# illustrator cs2 odd font behavior



## dak26 (Jun 12, 2008)

I've tried this in illustrator on two different machines. I make two text boxes  one with small say 12pt type and another with large say 40pt type. I'll select text in the 40 pt and then select text in the 12 pt box - it will still say 40pt in all the font size windows. i have to select all or select twice for the proper size to appear. This is staring to drive me crazy. I've trashed some preferences and eliminated all but the system fonts but nothing has worked.


----------



## Natobasso (Jun 20, 2008)

You might have an empty character/space that's 40 pt in the other box, or that entire box reads 40pt because you copied it?

As long as the font appears as 12pt or 40 this shouldn't matter.

What font are you using and what font management tool?


----------



## dak26 (Jun 20, 2008)

I'm using myriad bold but it happens with any font. And I'm using linotype fontexplorer. It does not happen if I select the entire text in the box but just if I highlight a few characters.

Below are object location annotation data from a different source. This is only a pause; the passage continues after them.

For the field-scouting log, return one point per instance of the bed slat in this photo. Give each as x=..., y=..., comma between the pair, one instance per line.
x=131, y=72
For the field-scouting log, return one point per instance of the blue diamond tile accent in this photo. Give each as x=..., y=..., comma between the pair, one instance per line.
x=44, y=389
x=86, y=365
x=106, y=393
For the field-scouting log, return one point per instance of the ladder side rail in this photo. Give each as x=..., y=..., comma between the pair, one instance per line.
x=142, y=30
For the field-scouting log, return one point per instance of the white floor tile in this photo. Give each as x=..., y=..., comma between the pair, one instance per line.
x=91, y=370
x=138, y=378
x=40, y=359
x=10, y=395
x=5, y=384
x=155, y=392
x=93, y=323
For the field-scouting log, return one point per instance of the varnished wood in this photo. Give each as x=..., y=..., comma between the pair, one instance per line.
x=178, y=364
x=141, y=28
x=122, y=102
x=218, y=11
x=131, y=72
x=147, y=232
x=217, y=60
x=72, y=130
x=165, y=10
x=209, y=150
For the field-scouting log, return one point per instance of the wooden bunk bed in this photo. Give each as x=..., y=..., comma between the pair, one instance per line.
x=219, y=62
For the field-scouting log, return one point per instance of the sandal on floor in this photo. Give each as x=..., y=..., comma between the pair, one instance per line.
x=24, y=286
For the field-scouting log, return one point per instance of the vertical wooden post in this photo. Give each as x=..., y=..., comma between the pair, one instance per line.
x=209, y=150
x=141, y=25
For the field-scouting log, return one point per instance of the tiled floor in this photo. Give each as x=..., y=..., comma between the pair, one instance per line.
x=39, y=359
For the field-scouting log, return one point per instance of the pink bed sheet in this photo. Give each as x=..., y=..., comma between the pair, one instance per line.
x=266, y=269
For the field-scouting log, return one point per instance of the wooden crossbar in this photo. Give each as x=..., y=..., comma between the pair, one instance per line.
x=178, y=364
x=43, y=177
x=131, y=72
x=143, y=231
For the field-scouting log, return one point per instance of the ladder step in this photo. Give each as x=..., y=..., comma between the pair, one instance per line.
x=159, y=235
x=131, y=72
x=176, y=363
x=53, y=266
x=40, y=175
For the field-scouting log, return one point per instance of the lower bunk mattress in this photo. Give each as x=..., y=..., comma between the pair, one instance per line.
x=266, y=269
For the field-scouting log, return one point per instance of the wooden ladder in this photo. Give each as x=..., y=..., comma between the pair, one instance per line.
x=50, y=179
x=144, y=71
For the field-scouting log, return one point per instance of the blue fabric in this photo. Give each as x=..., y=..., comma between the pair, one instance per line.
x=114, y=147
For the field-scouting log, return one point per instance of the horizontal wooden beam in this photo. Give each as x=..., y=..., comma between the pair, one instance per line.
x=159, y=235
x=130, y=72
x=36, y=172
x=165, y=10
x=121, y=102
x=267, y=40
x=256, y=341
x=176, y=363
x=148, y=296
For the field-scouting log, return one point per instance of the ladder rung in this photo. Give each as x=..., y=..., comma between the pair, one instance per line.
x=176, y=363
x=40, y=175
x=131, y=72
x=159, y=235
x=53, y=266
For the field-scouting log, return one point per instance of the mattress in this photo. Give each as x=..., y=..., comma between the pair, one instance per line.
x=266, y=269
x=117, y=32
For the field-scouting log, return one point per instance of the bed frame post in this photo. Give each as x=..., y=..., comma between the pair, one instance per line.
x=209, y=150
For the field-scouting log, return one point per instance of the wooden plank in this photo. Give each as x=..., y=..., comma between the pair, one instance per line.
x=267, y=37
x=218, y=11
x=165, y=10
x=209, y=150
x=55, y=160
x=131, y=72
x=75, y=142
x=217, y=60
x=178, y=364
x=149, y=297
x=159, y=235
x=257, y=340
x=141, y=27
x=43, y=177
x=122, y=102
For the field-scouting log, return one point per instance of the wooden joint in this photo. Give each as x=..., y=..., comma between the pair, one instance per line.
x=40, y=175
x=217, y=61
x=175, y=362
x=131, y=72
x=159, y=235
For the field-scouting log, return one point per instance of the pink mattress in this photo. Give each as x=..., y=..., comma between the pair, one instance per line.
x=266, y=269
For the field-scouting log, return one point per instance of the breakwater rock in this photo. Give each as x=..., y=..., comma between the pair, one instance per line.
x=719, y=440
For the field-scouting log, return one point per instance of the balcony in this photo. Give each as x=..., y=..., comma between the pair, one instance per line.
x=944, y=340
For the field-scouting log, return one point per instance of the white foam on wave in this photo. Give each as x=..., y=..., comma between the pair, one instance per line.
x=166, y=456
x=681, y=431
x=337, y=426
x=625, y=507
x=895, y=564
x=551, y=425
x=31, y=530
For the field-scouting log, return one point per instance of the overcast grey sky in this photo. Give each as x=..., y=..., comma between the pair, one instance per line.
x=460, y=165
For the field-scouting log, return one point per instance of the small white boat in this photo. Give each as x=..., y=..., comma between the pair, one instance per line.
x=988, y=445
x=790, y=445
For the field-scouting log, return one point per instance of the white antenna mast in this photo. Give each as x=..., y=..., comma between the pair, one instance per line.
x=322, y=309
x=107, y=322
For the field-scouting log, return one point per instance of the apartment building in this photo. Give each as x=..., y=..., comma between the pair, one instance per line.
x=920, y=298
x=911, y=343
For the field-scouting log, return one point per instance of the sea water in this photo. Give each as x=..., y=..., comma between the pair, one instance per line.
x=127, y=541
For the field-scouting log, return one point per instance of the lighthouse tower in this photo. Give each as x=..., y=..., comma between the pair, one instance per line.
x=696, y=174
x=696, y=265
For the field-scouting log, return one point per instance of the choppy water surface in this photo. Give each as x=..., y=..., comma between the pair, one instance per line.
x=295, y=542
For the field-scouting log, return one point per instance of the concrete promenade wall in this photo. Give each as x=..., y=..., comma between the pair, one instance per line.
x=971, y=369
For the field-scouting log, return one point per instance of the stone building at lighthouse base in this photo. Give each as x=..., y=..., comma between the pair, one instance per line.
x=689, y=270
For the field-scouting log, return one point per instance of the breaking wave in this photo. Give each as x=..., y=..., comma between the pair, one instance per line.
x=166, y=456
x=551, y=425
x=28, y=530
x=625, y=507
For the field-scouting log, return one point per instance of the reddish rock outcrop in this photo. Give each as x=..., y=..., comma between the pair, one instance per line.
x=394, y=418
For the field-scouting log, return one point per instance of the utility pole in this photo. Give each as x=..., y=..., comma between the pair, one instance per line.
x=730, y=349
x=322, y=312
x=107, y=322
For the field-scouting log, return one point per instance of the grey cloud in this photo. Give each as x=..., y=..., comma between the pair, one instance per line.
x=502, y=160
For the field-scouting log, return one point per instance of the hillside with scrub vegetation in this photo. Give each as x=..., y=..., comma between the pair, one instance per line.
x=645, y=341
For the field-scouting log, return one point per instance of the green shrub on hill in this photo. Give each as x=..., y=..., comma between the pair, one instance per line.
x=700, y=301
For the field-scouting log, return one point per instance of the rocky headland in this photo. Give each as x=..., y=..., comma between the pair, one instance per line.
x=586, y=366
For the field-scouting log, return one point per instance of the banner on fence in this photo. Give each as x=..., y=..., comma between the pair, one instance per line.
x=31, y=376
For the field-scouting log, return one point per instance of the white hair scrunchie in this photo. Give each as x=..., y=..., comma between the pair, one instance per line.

It isn't much of a problem when I can see the size difference but when this happens with 11 and 12 pt text it gets annoying.

thanks for the input


----------



## Natobasso (Jun 30, 2008)

Clean your fonts using FE.

Then, if that doesn't work, search for "illustrator" make a note of the locations of the .pref and .plist files you find, and move those to the trash. Don't delete those till you restart Illutrator. Hopefully the problem will cease.


----------